The freed fragment of gasdermin D travels to the cell membrane, binds to its inner surface, and clusters together to form large pores. These pores serve as exit channels for the inflammatory signals IL-1β and IL-18, which alert the surrounding tissue and recruit immune cells. But the pores also destroy the membrane’s integrity, and the cell swells and bursts. Unlike the quiet cleanup of apoptosis, pyroptosis is deliberately messy. The released contents provoke a strong inflammatory response, which helps fight the infection but also contributes to tissue damage and the symptoms you feel during illness.

Fusing Cells Together

Some viruses kill cells by merging them into giant, dysfunctional blobs called syncytia. This happens when viral proteins displayed on the surface of an infected cell grab onto receptors on a neighboring, uninfected cell and physically pull the two membranes together until they merge. The result is a single massive cell with multiple nuclei that cannot function normally.

SARS-CoV-2 does this when its spike protein on an infected cell’s surface binds to ACE2 receptors on adjacent cells. The spike protein’s fusion machinery forces the two membranes into close enough contact to overcome the natural repulsive forces keeping them apart. Measles virus, HIV, respiratory syncytial virus, herpes simplex virus, and many others also form syncytia. These fused cells are inherently unstable. They undergo a well-documented process called syncytial apoptosis, where the abnormal multi-nucleated cell triggers its own death program. Beyond direct cell killing, syncytia help viruses spread without ever leaving the cell, letting them evade antibodies in the surrounding fluid.

Death by Friendly Fire

Sometimes the virus doesn’t kill the cell directly. Your immune system does. Cytotoxic lymphocytes, a category that includes killer T cells and natural killer cells, patrol the body looking for cells that display viral fragments on their surface. When they find one, they deliver a lethal payload through a two-component system.

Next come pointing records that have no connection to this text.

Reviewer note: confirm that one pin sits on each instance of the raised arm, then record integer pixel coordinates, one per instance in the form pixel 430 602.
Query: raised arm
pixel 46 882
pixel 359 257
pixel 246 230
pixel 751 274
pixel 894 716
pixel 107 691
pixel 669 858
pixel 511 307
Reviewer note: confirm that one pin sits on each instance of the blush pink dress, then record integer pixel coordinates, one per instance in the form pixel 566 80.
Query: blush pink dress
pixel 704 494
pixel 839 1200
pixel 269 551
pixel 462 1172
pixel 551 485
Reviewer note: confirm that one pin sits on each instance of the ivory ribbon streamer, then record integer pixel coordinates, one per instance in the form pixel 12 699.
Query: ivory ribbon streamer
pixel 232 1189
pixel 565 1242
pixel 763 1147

First, the immune cell releases a protein called perforin, which embeds in the infected cell’s membrane and creates a delivery channel. Through that channel, it injects enzymes called granzymes that activate the cell’s apoptosis program from the inside. Studies in mice engineered to lack perforin show that it is essential for this killing mechanism to work. This immune-mediated destruction is the primary way the body clears virus-infected cells, and it’s effective, but it comes at a cost. In severe infections, the immune system may destroy so many infected cells that the tissue damage itself becomes dangerous, which is part of what makes diseases like severe COVID-19 or hepatitis so harmful to organs.

Visible Signs of Cell Death

When researchers grow cells in a lab dish and infect them with viruses, the damage is visible under a microscope as what’s called cytopathic effect. The earliest sign is usually cell rounding, where normally flat, spread-out cells pull into spheres as their internal skeleton breaks down. Other visible changes include the formation of syncytia (giant fused cells with many nuclei) and the appearance of inclusion bodies, which are dense clumps of viral material or altered cell components visible inside the nucleus or the surrounding cytoplasm. These visual signatures are still one of the primary ways laboratories identify and diagnose viral infections in cell cultures, and they reflect the same destructive processes happening inside your body during an infection.